Objective: The prevalence of Alzheimer's disease and Parkinson's disease increases with the raising number of elderly, which will be a challenging situation for the healthcare systems and society in the future. There is evidence that there are modifiable risk-factors e.g. physical activity for these diseases. Here, we study the interaction between sports inactivity with prodromal markers for neurodegeneration.
Patients and methods: We investigated 667 neurologically healthy individuals cross-sectional and a subgroup longitudinal over six years. Participants were stratified by their weekly sports activity. Prodromal markers (depression and REM sleep behaviour disorder (RBD)) as well as single and dual-tasking parameters and cognitive parameters were compared between the groups.
Results: At baseline, sports activity was associated with lower BDI scores, lower occurrence of depressive syndrome and RBD, compared to sports inactivity.

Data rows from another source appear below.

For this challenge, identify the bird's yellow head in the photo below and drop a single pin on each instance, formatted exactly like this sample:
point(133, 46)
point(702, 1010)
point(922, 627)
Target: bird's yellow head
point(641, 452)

Further, active participants were faster in cognitive tasks associated with working memory and attention (Trail Making test part-A; TMT-B, ΔTMT-B-A) and better in gait and cognition parameters (single tasks and dual tasks) but not with overall cognition as measured with the MMSE. The association between physical inactivity and depression as well as TMT was present after six years.
Conclusion: We found that sports activity has a positive effect on cognitive flexibility, depressive symptoms and sleep which are all signs for a possible ongoing neurodegenerative process. Therefore, our results strengthen the potential role of sports activity as a positive disease modifier.
Keywords: Aging; Cognition; Cohort study; Neurodegeneration; Physical activity.